So, only this is correct:
В Москве меня ждали (мой) муж и (моя) маленькая дочь)
В Москве меня ждали (моя) маленькая дочь и (мой)муж)


----------



## alexzzzz

wonlon said:


> "В Москве меня *ждал *мой муж и мой маленький сын - твой папа. Я очень любила их, скучала и хотела скорее вернуться в Москву."
> 
> Shouldn't *ждал *be in the plural?



 I would use plural, and consider the singular form here as a very doubtful choice.


----------



## e2-e4 X

Quite the opposite from my side.


----------



## alexzzzz

The singular form sounds to me as if the husband and the son were the same person.


----------



## Maroseika

One more applicable rule (par. 190, cl. 5):
Сказуемое ставится в *форме множественного числа*, независимо от своего местоположения, если оно обозначает *действие, совершаемое несколькими субъектами*, например: А вечером ко мне понагрянули и Черемницкий, и новый городничий Порохонцев (Лесков); В душе его боролись желание забыть теперь о несчастном брате и сознание того, что это будет дурно (Л. Толстой).


----------



## e2-e4 X

It's interesting that «В Москве меня *ждали *мой муж и мой маленький сын» sounds badly, while the same sentence with «ждал» does okey (to me). I guess it's because the subject is of the same nature and its action is the same in the sentence, which is not true for the examples in the paragraph.

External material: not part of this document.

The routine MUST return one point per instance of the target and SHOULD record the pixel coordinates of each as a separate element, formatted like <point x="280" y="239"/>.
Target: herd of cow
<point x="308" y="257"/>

Rules can't cover just everything, true.


----------



## Maroseika

e2-e4 X said:


> It's interesting that «В Москве меня *ждали *мой муж и мой маленький сын» sounds badly, while the same sentence with «ждал» does okey (to me). I guess it's because the subject is of the same nature and its action is the same in the sentence, which is not true for the examples in the paragraph.
> 
> Rules can't cover just everything, true.



Fortunately, in the present case it does cover. 
Actually, when the nouns are of the same gender, both Singular and Plral verbs are possible. But there is a nuance, which seems to me quite evident: Plural presumes common action (they waited for me together), Singular - separate action (В Москве его ждал теплый прием друзей и старый должок).


----------



## Garbuz

Однозначно, согласование во множ. числе.
В Москве ее ждали муж и сын / муж и дочь / дочь и сын / муж и дети  и т.д.

 Это в английском есть так наз. proximity rule when the verb is adjusted to the nearest noun: There is a book and a few pencils on the desk.


----------



## e2-e4 X

e2-e4 X said:


> It's interesting that «В Москве меня *ждали *мой муж и мой маленький сын» sounds badly, while the same sentence with «ждал» does okey (to me). I guess it's because the subject is of the same nature and its action is the same in the sentence, which is not true for the examples in the paragraph.


I came to think it's not as badly as I thought, not bad at all. Sorry.


Maroseika said:


> Actually, when the nouns are of the same gender, both Singular and Plral verbs are possible. But there is a nuance, which seems to me quite evident: Plural presumes common action (they waited for me together), Singular - separate action (В Москве его ждал теплый прием друзей и старый должок).


Yes. In fact, I'd agree with the analysis of *covar*.


----------